There was a long silence as Stallings drew careful cross-hatch patterns on the tablecloth with the tines of his unused dessert fork. The patterns turned into a Filipino nipa hut. A smile of anticipated victory spread slowly across Crites' face. “Well?” he said and then went on without waiting for an answer. “You want in, don't you, Booth?”
Booth Stallings looked up slowly from his tablecloth sketch. “I want ten percent.”
Crites' victory smile vanished and his mouth formed a small shocked O. The eyes widened with what Stallings judged could only be horror. Nor was there any mistaking the fury in the whisper. “You want half a million dollars?”
Stallings smiled. “I'm sole source, Harry, and I get to charge a lot.”

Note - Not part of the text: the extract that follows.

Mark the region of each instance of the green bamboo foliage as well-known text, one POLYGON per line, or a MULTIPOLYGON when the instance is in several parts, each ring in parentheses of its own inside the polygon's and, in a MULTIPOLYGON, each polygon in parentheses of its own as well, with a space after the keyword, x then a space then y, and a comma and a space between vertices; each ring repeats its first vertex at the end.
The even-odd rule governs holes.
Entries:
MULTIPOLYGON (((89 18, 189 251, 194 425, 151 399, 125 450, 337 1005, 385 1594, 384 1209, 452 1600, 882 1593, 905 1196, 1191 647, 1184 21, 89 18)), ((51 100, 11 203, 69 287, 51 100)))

They used the silence that followed to stare at each other: Stallings with amusement; Crites with something that resembled rage. Then the rage, if that's what it was, suddenly went away, replaced by what Stallings interpreted to be an utter and alarming confidence. Crites reached for the dinner check. He studied it and when he spoke his tone was neutral and businesslike. “You'll pay your own expenses, right?”
“Sure,” Stallings said.
“Then let's start right now,” Crites said and dropped the check on top of the nipa hut sketch.
 
 
After they left the Montpelier Room, Booth Stallings $126 poorer, they headed across the lobby to the Fifteenth Street exit where the tall woman was waiting, camel's hair topcoat over her left arm, quite ready, in Stallings' opinion, to spring and kill. He indicated her with a nod. “Why the nanny?”
They were still a dozen feet away when Stallings asked his murmured question and Crites didn't answer immediately. First, he had to turn so the woman could drape the topcoat over his shoulders like a cape. After that he had to cock his head to one side and give Stallings a careful head-to-toe inspection. Only then did Harry Crites smile and answer.

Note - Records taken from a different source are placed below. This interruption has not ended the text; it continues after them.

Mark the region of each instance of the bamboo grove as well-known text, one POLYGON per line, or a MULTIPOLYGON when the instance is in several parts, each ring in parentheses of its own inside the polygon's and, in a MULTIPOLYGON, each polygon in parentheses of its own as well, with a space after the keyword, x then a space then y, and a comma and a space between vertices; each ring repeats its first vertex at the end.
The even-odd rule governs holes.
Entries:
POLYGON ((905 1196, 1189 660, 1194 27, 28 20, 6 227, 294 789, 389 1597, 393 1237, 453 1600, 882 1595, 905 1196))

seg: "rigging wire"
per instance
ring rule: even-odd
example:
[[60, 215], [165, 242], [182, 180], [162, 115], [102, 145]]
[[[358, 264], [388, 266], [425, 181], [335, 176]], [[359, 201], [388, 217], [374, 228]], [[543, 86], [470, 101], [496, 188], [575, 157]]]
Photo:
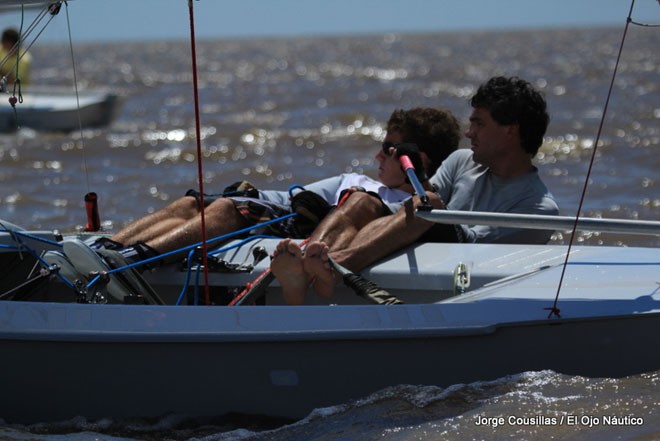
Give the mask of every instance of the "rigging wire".
[[85, 181], [87, 183], [87, 193], [90, 193], [89, 169], [87, 168], [87, 155], [85, 153], [85, 140], [83, 138], [82, 119], [80, 116], [80, 93], [78, 91], [78, 75], [76, 69], [76, 58], [73, 54], [73, 38], [71, 38], [71, 20], [69, 19], [69, 3], [64, 2], [66, 6], [66, 27], [69, 34], [69, 52], [71, 54], [71, 69], [73, 70], [73, 87], [76, 93], [76, 109], [78, 110], [78, 130], [80, 131], [80, 148], [82, 150], [83, 169], [85, 170]]
[[[28, 25], [28, 27], [27, 27], [27, 29], [25, 30], [25, 32], [22, 32], [22, 31], [21, 31], [21, 32], [19, 33], [19, 35], [20, 35], [20, 37], [21, 37], [21, 40], [25, 40], [25, 39], [27, 39], [27, 38], [30, 36], [30, 34], [36, 30], [36, 28], [37, 28], [37, 26], [39, 25], [39, 23], [41, 23], [41, 21], [44, 19], [44, 17], [46, 16], [46, 14], [47, 14], [49, 11], [50, 11], [50, 9], [49, 9], [48, 7], [44, 8], [44, 9], [43, 9], [43, 10], [37, 15], [37, 17], [35, 17], [35, 19], [32, 20], [32, 23], [31, 23], [30, 25]], [[21, 19], [22, 19], [22, 17], [21, 17]], [[32, 47], [32, 45], [34, 45], [34, 43], [37, 41], [37, 39], [39, 38], [39, 36], [41, 36], [41, 34], [42, 34], [43, 31], [46, 29], [46, 27], [48, 26], [48, 24], [51, 22], [52, 19], [53, 19], [53, 17], [51, 17], [50, 20], [48, 20], [48, 22], [42, 26], [41, 30], [40, 30], [40, 31], [38, 32], [38, 34], [34, 37], [34, 39], [32, 40], [32, 42], [31, 42], [30, 44], [28, 44], [28, 46], [27, 46], [27, 47], [23, 50], [23, 52], [20, 54], [20, 58], [19, 58], [19, 60], [20, 60], [21, 58], [23, 58], [23, 56], [25, 55], [25, 52], [27, 52], [27, 51], [30, 50], [30, 48]], [[22, 27], [22, 24], [21, 24], [21, 27]], [[14, 47], [12, 48], [12, 50], [17, 49], [17, 46], [18, 46], [18, 44], [19, 44], [20, 42], [21, 42], [21, 41], [19, 40], [19, 42], [16, 43], [16, 44], [14, 45]], [[5, 63], [9, 60], [9, 58], [12, 56], [12, 55], [11, 55], [11, 54], [12, 54], [12, 50], [10, 50], [10, 51], [7, 53], [7, 55], [5, 55], [5, 57], [4, 57], [2, 60], [0, 60], [0, 67], [1, 67], [1, 66], [4, 66], [4, 64], [5, 64]]]
[[190, 51], [192, 58], [193, 96], [195, 99], [195, 140], [197, 142], [197, 178], [199, 181], [199, 214], [202, 227], [202, 263], [204, 265], [204, 300], [211, 304], [209, 293], [209, 265], [206, 244], [206, 219], [204, 217], [204, 175], [202, 173], [202, 141], [199, 116], [199, 87], [197, 84], [197, 51], [195, 47], [195, 13], [193, 0], [188, 0], [188, 15], [190, 17]]
[[[57, 15], [59, 12], [59, 5], [61, 2], [58, 3], [52, 3], [39, 12], [37, 14], [37, 17], [35, 17], [32, 20], [32, 23], [28, 25], [27, 29], [25, 32], [23, 31], [23, 25], [24, 25], [24, 20], [25, 20], [25, 9], [21, 7], [21, 27], [19, 31], [19, 40], [14, 44], [14, 46], [7, 52], [5, 57], [0, 60], [0, 67], [4, 66], [7, 61], [11, 57], [13, 57], [14, 52], [16, 53], [16, 81], [14, 82], [14, 88], [12, 92], [12, 96], [9, 97], [9, 104], [11, 104], [12, 108], [14, 109], [14, 116], [15, 116], [15, 121], [17, 123], [17, 126], [20, 126], [18, 123], [18, 113], [16, 111], [16, 103], [22, 103], [23, 102], [23, 95], [21, 92], [21, 82], [20, 78], [18, 77], [18, 65], [19, 62], [23, 59], [25, 54], [32, 48], [32, 45], [39, 39], [41, 34], [46, 30], [46, 27], [50, 24], [50, 22], [53, 20], [54, 16]], [[23, 41], [26, 40], [32, 32], [34, 32], [37, 29], [37, 26], [40, 25], [44, 17], [50, 13], [51, 17], [50, 19], [41, 26], [41, 29], [37, 32], [37, 35], [32, 39], [32, 41], [27, 45], [27, 47], [23, 50], [21, 50], [21, 45], [23, 45]], [[5, 82], [5, 79], [3, 78], [3, 84]], [[4, 87], [0, 87], [0, 89], [3, 89]], [[18, 97], [16, 97], [16, 92], [18, 91]]]
[[547, 310], [550, 311], [550, 313], [548, 314], [548, 318], [551, 318], [553, 315], [556, 316], [556, 317], [561, 317], [559, 315], [560, 310], [559, 310], [559, 308], [557, 308], [557, 303], [559, 302], [559, 294], [561, 292], [561, 288], [562, 288], [562, 285], [563, 285], [563, 282], [564, 282], [564, 276], [566, 274], [566, 267], [568, 266], [568, 259], [571, 255], [571, 249], [573, 248], [573, 242], [575, 241], [575, 236], [576, 236], [576, 232], [577, 232], [578, 222], [579, 222], [579, 219], [580, 219], [580, 214], [582, 213], [582, 207], [584, 205], [585, 196], [587, 194], [587, 187], [589, 185], [589, 179], [591, 178], [591, 172], [593, 170], [594, 162], [595, 162], [595, 159], [596, 159], [596, 152], [598, 150], [598, 144], [599, 144], [599, 141], [600, 141], [600, 136], [603, 132], [603, 126], [605, 124], [605, 116], [607, 115], [607, 109], [608, 109], [609, 104], [610, 104], [610, 98], [612, 96], [612, 89], [614, 89], [614, 80], [616, 79], [617, 71], [619, 69], [619, 62], [621, 60], [621, 54], [623, 53], [623, 45], [626, 41], [626, 35], [628, 33], [628, 28], [629, 28], [630, 24], [632, 23], [632, 12], [633, 12], [634, 7], [635, 7], [635, 0], [631, 0], [630, 11], [628, 12], [628, 18], [626, 19], [626, 26], [624, 27], [623, 35], [621, 37], [621, 44], [619, 45], [619, 53], [617, 54], [616, 63], [614, 64], [614, 71], [612, 72], [612, 79], [610, 80], [610, 87], [607, 91], [607, 97], [605, 99], [605, 105], [603, 106], [603, 113], [602, 113], [601, 118], [600, 118], [600, 123], [598, 124], [598, 131], [596, 133], [596, 140], [594, 142], [594, 148], [591, 152], [591, 160], [589, 161], [589, 167], [587, 169], [587, 175], [586, 175], [585, 180], [584, 180], [584, 186], [582, 187], [582, 193], [580, 195], [580, 202], [578, 204], [577, 213], [575, 215], [575, 222], [573, 223], [573, 229], [571, 231], [571, 238], [568, 242], [568, 249], [566, 250], [566, 256], [564, 258], [564, 264], [563, 264], [562, 269], [561, 269], [561, 276], [559, 277], [559, 285], [557, 286], [557, 294], [555, 295], [555, 300], [554, 300], [552, 306], [549, 307], [549, 308], [544, 308], [544, 309], [547, 309]]
[[[14, 48], [16, 49], [16, 75], [14, 80], [14, 90], [12, 92], [12, 96], [9, 97], [9, 104], [14, 109], [14, 116], [16, 117], [16, 121], [18, 121], [18, 113], [16, 112], [16, 102], [19, 103], [23, 102], [23, 93], [21, 92], [21, 78], [18, 74], [20, 68], [19, 61], [21, 59], [21, 34], [23, 32], [24, 21], [25, 21], [25, 8], [21, 6], [21, 28], [20, 31], [18, 32], [18, 41], [14, 45]], [[18, 89], [18, 98], [16, 97], [17, 89]]]
[[[85, 145], [84, 145], [84, 137], [83, 137], [83, 127], [82, 127], [82, 116], [80, 112], [80, 93], [78, 90], [78, 76], [77, 76], [77, 69], [76, 69], [76, 61], [74, 57], [74, 51], [73, 51], [73, 38], [71, 37], [71, 20], [69, 18], [69, 4], [66, 0], [60, 0], [56, 1], [53, 3], [49, 3], [46, 5], [38, 14], [37, 17], [34, 18], [32, 23], [28, 26], [27, 30], [23, 32], [23, 20], [24, 20], [24, 10], [21, 9], [21, 28], [19, 32], [19, 41], [14, 45], [12, 50], [9, 51], [9, 54], [6, 55], [1, 61], [0, 61], [0, 66], [4, 65], [4, 63], [9, 59], [10, 55], [12, 52], [16, 52], [16, 81], [14, 82], [14, 88], [13, 88], [13, 94], [9, 98], [9, 103], [11, 104], [12, 108], [14, 109], [14, 115], [15, 115], [15, 121], [18, 127], [20, 127], [19, 124], [19, 118], [18, 118], [18, 111], [16, 109], [16, 103], [22, 103], [23, 102], [23, 96], [21, 93], [21, 81], [20, 78], [18, 77], [18, 66], [19, 66], [19, 61], [26, 55], [26, 53], [29, 51], [29, 49], [34, 45], [34, 43], [39, 39], [41, 34], [46, 30], [46, 27], [50, 24], [50, 22], [53, 20], [53, 18], [59, 14], [62, 3], [66, 5], [66, 19], [67, 19], [67, 29], [68, 29], [68, 37], [69, 37], [69, 50], [71, 53], [71, 64], [72, 64], [72, 69], [73, 69], [73, 85], [75, 89], [75, 95], [76, 95], [76, 116], [78, 119], [78, 129], [80, 132], [80, 141], [79, 145], [82, 150], [82, 161], [83, 161], [83, 169], [85, 171], [85, 180], [86, 180], [86, 187], [87, 187], [87, 194], [85, 195], [85, 206], [87, 208], [87, 225], [85, 226], [85, 231], [98, 231], [100, 229], [100, 220], [98, 218], [98, 205], [97, 205], [97, 196], [96, 193], [92, 193], [90, 191], [90, 176], [89, 176], [89, 168], [87, 166], [87, 158], [85, 154]], [[50, 14], [50, 19], [44, 23], [41, 24], [43, 19], [46, 17], [47, 14]], [[27, 45], [27, 48], [24, 50], [21, 50], [21, 44], [24, 40], [26, 40], [35, 30], [37, 30], [37, 27], [41, 25], [41, 28], [38, 30], [36, 36], [32, 39], [32, 41]], [[4, 78], [3, 78], [3, 83], [4, 83]], [[18, 97], [16, 97], [16, 92], [18, 91]], [[93, 200], [93, 204], [90, 202]]]
[[[49, 7], [51, 14], [57, 14], [60, 11], [60, 4]], [[99, 231], [101, 229], [101, 219], [99, 217], [98, 195], [91, 191], [89, 168], [87, 167], [87, 151], [85, 150], [85, 138], [83, 135], [82, 115], [80, 112], [80, 91], [78, 90], [78, 70], [76, 69], [76, 57], [73, 51], [73, 38], [71, 37], [71, 19], [69, 18], [69, 3], [64, 1], [66, 6], [66, 27], [69, 36], [69, 53], [71, 54], [71, 69], [73, 71], [73, 88], [76, 94], [76, 116], [78, 118], [79, 145], [82, 154], [83, 170], [85, 171], [85, 182], [87, 192], [83, 198], [85, 202], [85, 211], [87, 213], [87, 223], [83, 227], [85, 231]]]
[[[658, 6], [660, 6], [660, 0], [658, 0]], [[632, 11], [632, 7], [631, 7]], [[634, 24], [635, 26], [642, 26], [645, 28], [660, 28], [660, 24], [651, 24], [651, 23], [640, 23], [638, 21], [632, 20], [630, 15], [628, 15], [628, 22]]]
[[[89, 176], [89, 168], [87, 166], [87, 157], [86, 157], [85, 144], [84, 144], [82, 115], [80, 112], [80, 92], [78, 90], [78, 76], [76, 69], [76, 60], [73, 51], [73, 38], [71, 36], [71, 20], [69, 17], [68, 2], [66, 0], [60, 0], [45, 5], [45, 7], [42, 8], [37, 14], [37, 16], [32, 20], [32, 23], [28, 25], [25, 31], [23, 31], [25, 10], [23, 7], [21, 7], [21, 27], [18, 34], [19, 40], [16, 42], [16, 44], [14, 44], [14, 47], [8, 52], [8, 54], [2, 60], [0, 60], [0, 66], [3, 66], [10, 59], [10, 57], [13, 56], [14, 52], [16, 53], [16, 81], [13, 84], [12, 96], [9, 97], [9, 104], [12, 106], [14, 110], [14, 118], [16, 125], [17, 127], [20, 127], [19, 112], [16, 109], [16, 103], [23, 103], [23, 94], [21, 92], [21, 78], [19, 78], [18, 76], [19, 62], [28, 53], [28, 51], [32, 48], [34, 43], [36, 43], [36, 41], [39, 39], [39, 37], [41, 37], [41, 34], [46, 30], [46, 27], [48, 27], [48, 25], [55, 18], [55, 16], [59, 14], [62, 3], [64, 3], [66, 6], [66, 22], [67, 22], [67, 30], [69, 37], [69, 51], [71, 54], [71, 65], [73, 70], [73, 86], [76, 95], [76, 116], [78, 118], [78, 129], [80, 132], [79, 146], [82, 151], [82, 162], [83, 162], [82, 165], [83, 165], [83, 170], [85, 172], [85, 181], [87, 187], [87, 194], [85, 194], [85, 206], [87, 209], [87, 225], [84, 227], [84, 229], [85, 231], [98, 231], [101, 227], [100, 219], [98, 216], [98, 203], [97, 203], [98, 198], [96, 193], [90, 191], [90, 176]], [[49, 14], [50, 14], [50, 18], [48, 19], [48, 21], [42, 23], [44, 18]], [[22, 49], [21, 46], [24, 46], [23, 42], [26, 41], [35, 31], [37, 33], [32, 38], [32, 41], [30, 41], [29, 44], [27, 44], [27, 47], [25, 47], [25, 49]], [[2, 79], [2, 83], [3, 84], [5, 83], [4, 78]], [[17, 92], [18, 92], [18, 97], [16, 96]]]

“Enemies,” he said. “What else?”
Without waiting for a reply or even a farewell, Crites turned and sailed through the open Fifteenth Street door, his camel's hair topcoat
billowing out behind. The tall woman with the dollar-green eyes looked at Stallings, nodded to herself as if reconfirming some previous assessment, smiled pleasantly, said, “Goodnight,” and followed Harry Crites out the door.